Yes but the OP asked something slightly different. Yes, a single counterexample discredits a proof, but proofs are about theorems and the OP asked about axioms. There are no proofs involved with axioms. So all you can say is that a 'counterexample' highlights an area where the writ of one or more axioms does not run. This is what I described in my earlier post.

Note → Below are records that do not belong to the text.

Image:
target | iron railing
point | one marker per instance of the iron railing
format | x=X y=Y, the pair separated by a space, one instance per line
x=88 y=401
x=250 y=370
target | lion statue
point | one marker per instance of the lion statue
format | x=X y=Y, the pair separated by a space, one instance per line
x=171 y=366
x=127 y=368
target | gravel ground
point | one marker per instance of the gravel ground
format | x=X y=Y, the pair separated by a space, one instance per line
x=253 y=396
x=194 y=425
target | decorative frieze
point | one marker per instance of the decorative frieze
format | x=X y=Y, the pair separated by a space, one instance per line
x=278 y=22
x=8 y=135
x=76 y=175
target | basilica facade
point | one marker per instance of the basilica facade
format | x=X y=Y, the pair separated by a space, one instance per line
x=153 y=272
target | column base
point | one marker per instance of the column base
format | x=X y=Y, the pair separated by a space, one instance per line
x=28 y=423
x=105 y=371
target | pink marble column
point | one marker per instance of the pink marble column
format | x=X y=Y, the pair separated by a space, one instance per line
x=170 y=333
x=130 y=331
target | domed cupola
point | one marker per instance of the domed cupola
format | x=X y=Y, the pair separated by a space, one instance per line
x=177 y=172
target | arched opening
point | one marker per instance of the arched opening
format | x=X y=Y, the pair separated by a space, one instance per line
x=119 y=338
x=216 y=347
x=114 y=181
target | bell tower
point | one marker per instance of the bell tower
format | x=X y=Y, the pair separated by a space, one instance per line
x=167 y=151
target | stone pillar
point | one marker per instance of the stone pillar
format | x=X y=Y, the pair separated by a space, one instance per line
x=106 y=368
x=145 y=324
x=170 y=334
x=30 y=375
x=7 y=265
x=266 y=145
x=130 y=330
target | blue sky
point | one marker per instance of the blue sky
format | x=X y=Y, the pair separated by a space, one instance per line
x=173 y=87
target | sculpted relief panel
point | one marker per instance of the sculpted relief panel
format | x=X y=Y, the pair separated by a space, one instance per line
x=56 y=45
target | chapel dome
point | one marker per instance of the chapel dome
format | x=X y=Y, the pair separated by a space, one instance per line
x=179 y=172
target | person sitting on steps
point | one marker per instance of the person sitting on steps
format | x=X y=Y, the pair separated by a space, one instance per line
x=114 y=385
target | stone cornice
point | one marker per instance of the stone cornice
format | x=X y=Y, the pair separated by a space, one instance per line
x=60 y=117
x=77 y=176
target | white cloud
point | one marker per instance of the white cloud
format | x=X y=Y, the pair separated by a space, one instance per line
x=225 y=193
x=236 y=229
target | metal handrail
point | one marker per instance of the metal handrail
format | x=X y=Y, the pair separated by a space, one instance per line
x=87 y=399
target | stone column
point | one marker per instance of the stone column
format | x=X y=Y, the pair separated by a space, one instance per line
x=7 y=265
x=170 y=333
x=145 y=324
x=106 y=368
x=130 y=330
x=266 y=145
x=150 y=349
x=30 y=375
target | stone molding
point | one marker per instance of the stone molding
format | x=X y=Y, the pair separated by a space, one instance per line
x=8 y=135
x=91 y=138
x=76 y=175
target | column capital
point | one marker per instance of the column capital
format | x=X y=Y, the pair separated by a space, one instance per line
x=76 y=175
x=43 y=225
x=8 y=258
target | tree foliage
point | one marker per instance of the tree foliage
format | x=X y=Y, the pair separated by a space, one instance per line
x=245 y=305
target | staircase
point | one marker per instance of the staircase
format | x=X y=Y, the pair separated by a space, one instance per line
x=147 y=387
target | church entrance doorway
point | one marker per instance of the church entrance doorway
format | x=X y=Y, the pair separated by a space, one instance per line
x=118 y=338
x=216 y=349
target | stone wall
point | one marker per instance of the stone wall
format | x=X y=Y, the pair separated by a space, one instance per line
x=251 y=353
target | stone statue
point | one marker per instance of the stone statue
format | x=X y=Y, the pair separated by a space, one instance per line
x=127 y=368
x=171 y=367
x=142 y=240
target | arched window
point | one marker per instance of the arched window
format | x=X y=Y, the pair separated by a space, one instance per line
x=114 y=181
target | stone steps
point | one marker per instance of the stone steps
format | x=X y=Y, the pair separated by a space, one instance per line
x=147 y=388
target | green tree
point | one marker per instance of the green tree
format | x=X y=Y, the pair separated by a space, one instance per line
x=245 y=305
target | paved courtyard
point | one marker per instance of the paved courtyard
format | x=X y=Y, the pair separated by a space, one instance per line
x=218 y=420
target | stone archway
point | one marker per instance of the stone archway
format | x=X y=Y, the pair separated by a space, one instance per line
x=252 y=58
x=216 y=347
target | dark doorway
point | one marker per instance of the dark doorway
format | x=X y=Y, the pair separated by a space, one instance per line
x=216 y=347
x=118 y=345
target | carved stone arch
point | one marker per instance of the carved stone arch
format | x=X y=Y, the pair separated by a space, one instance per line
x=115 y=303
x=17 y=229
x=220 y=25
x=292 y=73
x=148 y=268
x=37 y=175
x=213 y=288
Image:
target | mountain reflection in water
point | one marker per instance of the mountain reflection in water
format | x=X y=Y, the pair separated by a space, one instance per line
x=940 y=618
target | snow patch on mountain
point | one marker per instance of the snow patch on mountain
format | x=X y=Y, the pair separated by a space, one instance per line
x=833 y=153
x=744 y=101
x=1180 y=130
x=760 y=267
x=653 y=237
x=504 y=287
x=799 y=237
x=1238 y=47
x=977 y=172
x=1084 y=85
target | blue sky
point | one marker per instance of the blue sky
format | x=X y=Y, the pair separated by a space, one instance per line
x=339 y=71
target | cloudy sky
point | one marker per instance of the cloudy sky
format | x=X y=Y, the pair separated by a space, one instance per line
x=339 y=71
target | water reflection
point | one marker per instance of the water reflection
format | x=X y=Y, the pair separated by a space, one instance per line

It's good that you understand it now.

I started this reply before ajb and imatfaal posted further, however the comments are still valid. I suggest you reread ajb's post#2. This was proved in the early part of the 20th century. But we need to go back a lot further. A system of mathematics (there are many, there is no single one) is a logically self consistent construct that builds on axioms to create theorems and other results. However it is not built on axioms alone. Axioms in isolation cannot provide sufficient information. The history of geometry is a good example. The original 5 axioms (he called them propositions) of Euclid were supported by 23 definitions and 5 what he called 'common notions', without which we could not have Euclidian Geometry today. Without definition 4 (a straight line) the rest is nonsense. If the analysis is not restricted to straight lines many of the results can be negated by a curved line as a counterexample. Exactly as ajb has indicated. In the 18 century (I think) one of the axioms was changed and projective geometry was born. (Some of) The theorems and results of projective geometry are at variance with standard Euclidian geometry, but the new system is consistent within itself and its altered axiom. In the 19th century, the fifth axiom was removed altogether to found Riemanian geometries. In the 20th century Geometry moved from discussion of figures and shapes as being the fundamental to discussion of sets, symmetries and groups.